Капитан корвета первый соскочил на землю. Он держал в руках длинную палку, обернутую с одного конца в кожаный чехол. Это было трехцветное знамя, которое он развернул, произнеся звучным голосом: — Именем правительства и народа французского, я, Альберт де-Сильфраж, офицер национального флота, объявляю этот новый остров во владении моей страны.

Он подкрепил эту формулу выстрелом из револьвера, повторенным многоголосым эхо ущелья, потом стал искать какой-нибудь расселины, чтобы воткнуть древко своего знамени. Но почва была тверда, как скала, и матросу сильными ударами кирки не удалось оторвать ни одного осколка; лишь тонкие чешуйки, похожие на металлические стружки, отделялись под ударами. Пришлось отказаться от этого намерения; знамя свернули, засунули обратно в чехол, и одному из матросов было поручено нести его до более удобного места.

Высадившись на сушу, минералог и инженер тотчас бросились на четвереньки, чтобы рассмотреть почву.

— Железо, — бормотал первый. — Природное железо! Внешнее окисление… Очевидно! Так и есть, не может быть сомнения.

— Я бы скорее сказал, что это базальтовая скала, — сомневался инженер. — Порфирородный черный сапфир, если не ошибаюсь… Жаль, что нет больше бедного Вандердааля. Он живо определил бы нам природу и возраст этого грунта.

— Так вы думаете, что минералог не разбирается в этом так же хорошо, как геолог, — возмутился Грипперт, поднимаясь на ноги.

В свою очередь капитан Барко нагнулся и ладонью пощупал почву. У него вырвался крик удивления:

— Но… но эта почва холодна.

— А вы полагали, что она горячая, капитан? — с иронией спросил Грипперт.

— Еще бы! Раз на этом самом месте восемь дней тому назад был океан в четыре тысячи метров глубины. Ведь несомненно надо было, чтобы произошло вулканическое извержение, разлитие горючих материй из самого ядра земного шара до морской поверхности…

— И для того, чтобы этот остров являлся базальтовой скалой порфирородного черного сапфира или какой-нибудь другой аналогичной лавы, — поддерживал инженер. Температура плавления лавы в среднем равняется четыремстам градусам; она могла остыть, но железо, доведенное до состояния плавления — тысячи пятисот градусов, — было бы еще раскалено докрасна, несмотря на восемь дней дождя и холодного воздуха...

— Господин Фреснель, мне кажется, что вы заблуждаетесь, а что господин Грипперт прав, — заявил вежливо флотский офицер. — Посмотрите сюда.

И, вынув из кармана маленький компас, который он носил в виде брелока, он поднес его к стенке скалы.

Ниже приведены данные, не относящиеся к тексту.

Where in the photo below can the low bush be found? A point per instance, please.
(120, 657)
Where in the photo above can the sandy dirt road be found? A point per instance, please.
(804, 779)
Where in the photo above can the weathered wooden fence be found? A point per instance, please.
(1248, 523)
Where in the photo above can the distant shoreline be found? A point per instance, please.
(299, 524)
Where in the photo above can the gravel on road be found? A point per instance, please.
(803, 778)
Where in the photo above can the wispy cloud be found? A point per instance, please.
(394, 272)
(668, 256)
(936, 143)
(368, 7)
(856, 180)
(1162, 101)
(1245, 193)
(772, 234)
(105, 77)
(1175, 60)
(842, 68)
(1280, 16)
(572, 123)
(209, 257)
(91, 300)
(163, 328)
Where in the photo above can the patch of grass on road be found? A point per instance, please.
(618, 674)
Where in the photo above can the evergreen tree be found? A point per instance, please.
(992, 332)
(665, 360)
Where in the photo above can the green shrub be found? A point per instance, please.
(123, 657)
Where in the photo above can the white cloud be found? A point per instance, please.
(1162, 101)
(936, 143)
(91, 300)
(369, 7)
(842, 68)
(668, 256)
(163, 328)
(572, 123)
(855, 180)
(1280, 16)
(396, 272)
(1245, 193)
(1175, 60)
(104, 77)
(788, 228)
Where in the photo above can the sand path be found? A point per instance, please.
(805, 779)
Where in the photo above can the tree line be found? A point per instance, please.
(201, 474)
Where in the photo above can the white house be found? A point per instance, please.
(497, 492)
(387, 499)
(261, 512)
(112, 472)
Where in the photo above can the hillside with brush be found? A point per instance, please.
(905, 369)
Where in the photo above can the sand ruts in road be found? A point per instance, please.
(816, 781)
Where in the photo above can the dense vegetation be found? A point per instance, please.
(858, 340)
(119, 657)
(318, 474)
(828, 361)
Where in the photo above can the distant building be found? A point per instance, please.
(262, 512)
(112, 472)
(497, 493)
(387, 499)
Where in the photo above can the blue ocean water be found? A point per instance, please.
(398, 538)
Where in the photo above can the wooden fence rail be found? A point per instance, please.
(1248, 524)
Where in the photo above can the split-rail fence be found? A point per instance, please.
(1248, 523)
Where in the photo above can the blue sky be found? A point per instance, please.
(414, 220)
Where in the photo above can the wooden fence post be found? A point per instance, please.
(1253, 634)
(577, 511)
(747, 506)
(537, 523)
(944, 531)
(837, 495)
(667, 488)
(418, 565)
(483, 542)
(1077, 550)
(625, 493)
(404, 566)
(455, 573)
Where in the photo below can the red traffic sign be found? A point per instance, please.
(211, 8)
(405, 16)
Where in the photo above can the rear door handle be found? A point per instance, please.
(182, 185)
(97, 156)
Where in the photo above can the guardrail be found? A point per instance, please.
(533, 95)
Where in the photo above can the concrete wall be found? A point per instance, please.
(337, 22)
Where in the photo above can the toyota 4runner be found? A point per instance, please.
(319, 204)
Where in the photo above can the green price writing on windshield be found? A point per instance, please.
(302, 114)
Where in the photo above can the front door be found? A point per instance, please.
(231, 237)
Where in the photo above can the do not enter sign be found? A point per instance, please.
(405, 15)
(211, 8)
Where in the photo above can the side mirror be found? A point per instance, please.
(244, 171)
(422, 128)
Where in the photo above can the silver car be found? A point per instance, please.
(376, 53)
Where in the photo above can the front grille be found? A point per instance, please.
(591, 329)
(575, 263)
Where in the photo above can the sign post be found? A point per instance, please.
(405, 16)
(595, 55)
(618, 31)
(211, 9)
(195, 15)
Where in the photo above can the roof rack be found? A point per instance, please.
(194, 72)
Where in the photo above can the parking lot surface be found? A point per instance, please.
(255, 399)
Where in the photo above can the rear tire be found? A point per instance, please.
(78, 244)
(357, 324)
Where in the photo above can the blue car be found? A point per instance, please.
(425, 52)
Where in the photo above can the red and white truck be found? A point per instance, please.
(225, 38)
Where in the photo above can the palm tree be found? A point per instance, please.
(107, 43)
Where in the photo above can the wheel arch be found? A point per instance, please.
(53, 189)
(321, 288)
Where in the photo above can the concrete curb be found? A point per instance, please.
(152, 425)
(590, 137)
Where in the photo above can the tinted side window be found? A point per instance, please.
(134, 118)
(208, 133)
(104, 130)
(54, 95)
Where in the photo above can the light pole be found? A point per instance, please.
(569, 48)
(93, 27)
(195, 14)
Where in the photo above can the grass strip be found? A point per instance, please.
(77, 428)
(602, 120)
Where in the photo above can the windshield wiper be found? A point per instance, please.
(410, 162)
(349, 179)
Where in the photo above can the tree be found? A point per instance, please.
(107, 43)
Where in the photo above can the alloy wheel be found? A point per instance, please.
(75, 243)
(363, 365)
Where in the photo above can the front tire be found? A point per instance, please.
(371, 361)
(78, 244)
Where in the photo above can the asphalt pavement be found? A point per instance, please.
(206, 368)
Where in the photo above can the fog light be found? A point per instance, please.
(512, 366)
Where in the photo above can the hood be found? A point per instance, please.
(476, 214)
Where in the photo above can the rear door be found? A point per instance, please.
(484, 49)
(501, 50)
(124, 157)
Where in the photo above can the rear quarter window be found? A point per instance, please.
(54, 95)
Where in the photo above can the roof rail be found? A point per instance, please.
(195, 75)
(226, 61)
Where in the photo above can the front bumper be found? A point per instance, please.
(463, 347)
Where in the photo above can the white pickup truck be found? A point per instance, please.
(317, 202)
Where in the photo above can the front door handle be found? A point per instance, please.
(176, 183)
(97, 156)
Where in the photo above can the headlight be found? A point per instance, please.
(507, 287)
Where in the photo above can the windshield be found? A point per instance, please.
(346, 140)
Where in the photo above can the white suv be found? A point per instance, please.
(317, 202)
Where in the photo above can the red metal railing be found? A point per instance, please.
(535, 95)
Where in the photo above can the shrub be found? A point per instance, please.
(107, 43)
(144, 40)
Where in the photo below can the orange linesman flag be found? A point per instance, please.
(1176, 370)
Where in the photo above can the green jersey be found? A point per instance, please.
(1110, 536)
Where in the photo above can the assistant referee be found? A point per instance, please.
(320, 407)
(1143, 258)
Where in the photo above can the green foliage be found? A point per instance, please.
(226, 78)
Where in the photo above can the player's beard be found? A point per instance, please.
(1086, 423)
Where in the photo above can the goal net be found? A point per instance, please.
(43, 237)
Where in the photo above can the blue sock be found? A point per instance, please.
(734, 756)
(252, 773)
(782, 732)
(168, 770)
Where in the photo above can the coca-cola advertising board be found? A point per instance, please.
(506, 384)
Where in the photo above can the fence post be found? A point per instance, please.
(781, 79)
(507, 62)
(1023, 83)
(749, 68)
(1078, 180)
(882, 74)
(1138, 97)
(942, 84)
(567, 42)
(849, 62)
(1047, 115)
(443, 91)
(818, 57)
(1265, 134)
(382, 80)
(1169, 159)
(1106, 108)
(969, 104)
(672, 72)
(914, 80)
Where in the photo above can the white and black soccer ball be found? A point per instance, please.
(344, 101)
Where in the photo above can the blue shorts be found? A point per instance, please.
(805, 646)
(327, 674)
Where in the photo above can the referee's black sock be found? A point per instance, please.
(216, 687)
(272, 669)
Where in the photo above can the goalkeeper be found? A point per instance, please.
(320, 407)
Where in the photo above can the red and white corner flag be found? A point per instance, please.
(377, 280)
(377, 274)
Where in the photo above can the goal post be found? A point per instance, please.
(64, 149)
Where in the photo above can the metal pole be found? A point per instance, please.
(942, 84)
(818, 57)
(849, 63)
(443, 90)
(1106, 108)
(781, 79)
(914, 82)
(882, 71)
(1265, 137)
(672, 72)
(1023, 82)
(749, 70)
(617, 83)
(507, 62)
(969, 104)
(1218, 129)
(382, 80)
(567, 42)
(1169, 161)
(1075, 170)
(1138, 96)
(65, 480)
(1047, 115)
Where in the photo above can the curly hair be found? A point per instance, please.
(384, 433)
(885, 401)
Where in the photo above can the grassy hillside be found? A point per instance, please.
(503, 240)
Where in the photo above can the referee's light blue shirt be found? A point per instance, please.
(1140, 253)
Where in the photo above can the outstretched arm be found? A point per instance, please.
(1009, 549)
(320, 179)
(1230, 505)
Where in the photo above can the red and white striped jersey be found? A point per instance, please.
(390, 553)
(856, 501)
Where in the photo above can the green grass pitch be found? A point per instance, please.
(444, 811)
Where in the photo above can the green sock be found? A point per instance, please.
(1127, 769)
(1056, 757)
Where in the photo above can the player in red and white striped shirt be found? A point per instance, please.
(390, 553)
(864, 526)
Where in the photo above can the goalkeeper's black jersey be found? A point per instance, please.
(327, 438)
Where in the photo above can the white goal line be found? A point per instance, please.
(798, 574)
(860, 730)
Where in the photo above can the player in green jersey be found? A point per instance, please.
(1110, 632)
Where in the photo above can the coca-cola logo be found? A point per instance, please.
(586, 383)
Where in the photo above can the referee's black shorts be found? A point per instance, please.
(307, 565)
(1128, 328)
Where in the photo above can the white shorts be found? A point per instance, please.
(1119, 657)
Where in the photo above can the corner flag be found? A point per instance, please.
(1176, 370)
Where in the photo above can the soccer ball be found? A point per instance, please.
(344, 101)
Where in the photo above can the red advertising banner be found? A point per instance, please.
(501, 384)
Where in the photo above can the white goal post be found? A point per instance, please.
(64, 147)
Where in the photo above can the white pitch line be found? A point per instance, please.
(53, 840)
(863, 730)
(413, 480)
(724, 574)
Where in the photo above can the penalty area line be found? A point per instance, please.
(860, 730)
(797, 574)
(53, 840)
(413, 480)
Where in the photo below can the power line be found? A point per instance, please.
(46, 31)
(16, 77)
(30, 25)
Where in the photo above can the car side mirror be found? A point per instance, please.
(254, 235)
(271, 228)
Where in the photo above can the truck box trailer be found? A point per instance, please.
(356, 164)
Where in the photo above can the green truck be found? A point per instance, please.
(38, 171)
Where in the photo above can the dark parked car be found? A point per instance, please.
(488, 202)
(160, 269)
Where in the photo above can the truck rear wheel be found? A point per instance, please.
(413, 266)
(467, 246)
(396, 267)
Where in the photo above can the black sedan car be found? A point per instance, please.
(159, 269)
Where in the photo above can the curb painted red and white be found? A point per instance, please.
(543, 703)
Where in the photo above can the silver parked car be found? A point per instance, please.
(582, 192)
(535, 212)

Магнитная стрелка заколебалась на своей оси, обозначая притяжение. Несомненно, что это была действительно железная черная скала.

Инженер присоединился к общему мнению. Окинув взглядом окрестность, он воскликнул, сразу просияв:

— Но тогда, господа, этот остров — рудник. Неисчерпаемый рудник. Здесь больше железа, чем во всех вместе взятых залежах железа всего мира. Да еще в самородном состоянии, не в форме минерала… У нас здесь хватит пищи для всей земной промышленности, даже если бы она утроила, удесятерила потребление втечение многих тысяч лет.

— Это целое состояние для Франции, — провозгласил де-Сильфраж. — Вы, капитан, не жалеете более, что не попали на южный полюс?

Минералог продолжал свои исследования. Его пронырливые глаза остановились на Лефебуре и на мне в ту минуту, как мы занялись обследованием малюсенького ручейка, который протекал по крутому склону ущелья. Забавный феномен — вода была кроваво-красная.